Travel Intelligence · Week 24, 2026
Travel Intelligence — 2026-W24
Mirko Lalli
Monday, June 8, 2026
U.S. business travel hitting a record $538.5 billion in 2024 while sustainable aviation fuel sits at 0.8% of global supply tells you everything about where the industry's priorities actually land versus where we claim they are. The money is moving, just not toward decarbonization.
What caught my attention this week is the tension between personalization hype and operational reality. At the Global Revenue Forum, Patricia Sánchez-Bretaño from Luderna made a point I rarely hear executives admit publicly: hyper-personalization is overrated in practice. The ROI does not justify the complexity. Meanwhile, Soneva's new CEO under KSL ownership is betting hard on exactly that, repositioning the brand around customization for ultra-luxury guests. Both can be right. Personalization works when margins are extreme and guest volume is low. For most hotels, the smarter play is what 123COMPARE.ME and SiteMinder are enabling: better rate parity monitoring, tighter revenue-marketing integration, infrastructure that actually scales.

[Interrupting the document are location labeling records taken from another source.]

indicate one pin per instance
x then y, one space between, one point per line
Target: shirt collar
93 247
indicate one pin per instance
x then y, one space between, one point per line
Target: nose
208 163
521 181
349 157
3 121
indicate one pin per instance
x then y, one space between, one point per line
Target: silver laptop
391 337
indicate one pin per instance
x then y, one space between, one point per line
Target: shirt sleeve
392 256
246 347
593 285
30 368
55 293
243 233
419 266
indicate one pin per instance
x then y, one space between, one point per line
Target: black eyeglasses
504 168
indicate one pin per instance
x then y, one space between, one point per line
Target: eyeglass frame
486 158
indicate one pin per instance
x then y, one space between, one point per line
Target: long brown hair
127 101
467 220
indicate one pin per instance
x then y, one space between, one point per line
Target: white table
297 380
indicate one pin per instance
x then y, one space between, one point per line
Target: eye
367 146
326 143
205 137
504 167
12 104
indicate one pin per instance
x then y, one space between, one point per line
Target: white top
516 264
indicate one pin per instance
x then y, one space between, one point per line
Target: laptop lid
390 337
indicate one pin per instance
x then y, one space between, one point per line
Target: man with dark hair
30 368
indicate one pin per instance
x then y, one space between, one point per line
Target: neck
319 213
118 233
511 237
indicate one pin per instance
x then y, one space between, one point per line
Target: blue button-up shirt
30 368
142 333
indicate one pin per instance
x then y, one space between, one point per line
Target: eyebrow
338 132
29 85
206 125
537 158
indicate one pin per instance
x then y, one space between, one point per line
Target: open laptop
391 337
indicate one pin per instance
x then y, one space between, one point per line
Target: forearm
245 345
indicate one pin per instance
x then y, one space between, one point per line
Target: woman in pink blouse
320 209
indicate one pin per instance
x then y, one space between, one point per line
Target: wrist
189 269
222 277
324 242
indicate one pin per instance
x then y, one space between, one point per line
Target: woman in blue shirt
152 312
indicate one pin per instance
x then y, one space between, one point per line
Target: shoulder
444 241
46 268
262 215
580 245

Toni Raurich's piece on LLMs threatening OTAs deserves serious attention. His question is whether large language models will collapse the search-compare-book funnel that Booking and Expedia monetize. I think the threat is real but slower than the hype suggests. Distribution is sticky. Still, any OTA not building conversational interfaces today is running out of runway.
For the next twelve months, my advice is simple: invest in pricing intelligence and direct channel defense before chasing AI-powered personalization. The former pays back now. The latter remains expensive and unproven for anyone outside the ultra-luxury tier.